The banquet to which we are called in this morning’s Gospel parable is this heavenly banquet of Holy Eucharist. The call comes from the altar of the Church, the altar on which our Great High Priest, Christ the Son of God, has offered Himself to God the Father in His great love for us so that all who come to Him in the fear of God, with faith and in love might receive His Holy Spirit, the very Life of God, to become once again living souls existing in the Image and Likeness of God, which is Jesus Christ Himself, and so be restored to what alone is natural to us: partaking of the divine nature as communicants of life eternal in the grace of Our Lord Jesus Christ, in the love of God the Father and the communion of the Holy Spirit.

In the mystery of the Incarnation from the Holy Virgin, the earth is lifted like a veil to uncover the mystery of Eden rising from the depths. The depths: this would be the depths of the human heart, where Eden and the Tree of Life have been buried until the birth of the Theotokos. This great mystery of the revelation of Eden and the coming of Christ God into the world to restore mankind to his true nature and destiny of living and moving and having his whole being in God is the mystery of the Church. We are blind. We cannot see it, because we are dead in our trespasses; we are dead in our sins against God and one another that have separated us from God and from one another. But when we take up our Cross as Christ commands, when we repent, when we confess our sins from the heart, when we take up the ascetic disciplines of the Church as the concrete expression of our sincere desire to love Christ as He commands, to die to ourselves and to keep His holy commandments for the sake of Christ and to follow Him, then we can expect that our eyes will be opened and we will begin to see Christ God, at first as through a mirror darkly, but enough to see the path that leads to the Tree of Life and to the Living Bread and the Living Cup that grow from the Tree as the life-giving Fruit of the Holy Spirit.

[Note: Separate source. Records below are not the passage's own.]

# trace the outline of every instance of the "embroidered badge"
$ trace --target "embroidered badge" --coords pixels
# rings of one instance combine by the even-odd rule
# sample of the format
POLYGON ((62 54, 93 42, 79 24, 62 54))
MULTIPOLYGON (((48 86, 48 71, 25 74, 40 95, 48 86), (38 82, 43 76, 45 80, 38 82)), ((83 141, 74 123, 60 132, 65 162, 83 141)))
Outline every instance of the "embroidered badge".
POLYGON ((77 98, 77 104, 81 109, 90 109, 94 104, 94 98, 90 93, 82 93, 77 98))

Therefore, as we prepare ourselves now to draw near in the fear of God, with faith and love, we need to examine ourselves in sincere repentance and confess what food and drink we have been eating and drinking, what air we have been breathing. We need to acknowledge what “tree” we have elevated and what god we have followed in our daily lives: the tree of good and evil and its serpent or the Tree of Life and the Wisdom of God it carries like a cluster of grapes full of life.

In that confession, we need to repent. We need to turn away from the lust of the flesh, the lust of the eyes, the pride of life; we need to turn away from the wisdom of human philosophy and political ideologies, the wisdom of our own opinions, and we need to turn our inner senses eastward, bending our ear to listen only to the Call of Christ that comes to us from the altar of His Holy Church: in the fear of God, with faith and in love, draw near. In repentance, in humility, in the desire to love Christ as the Image of God in whom we were made to dwell that He might dwell in us, let us be diligent in our resolve to keep Christ’s commandments and to draw near every day, every hour every moment to the mystery of our being, Christ our God that we might participate in the Marriage Banquet of His Holy Church and become partakers of the divine nature, communicants of life eternal in the grace of Our Lord Jesus Christ, and the love of God the Father and the communion of the Holy Spirit. Amen.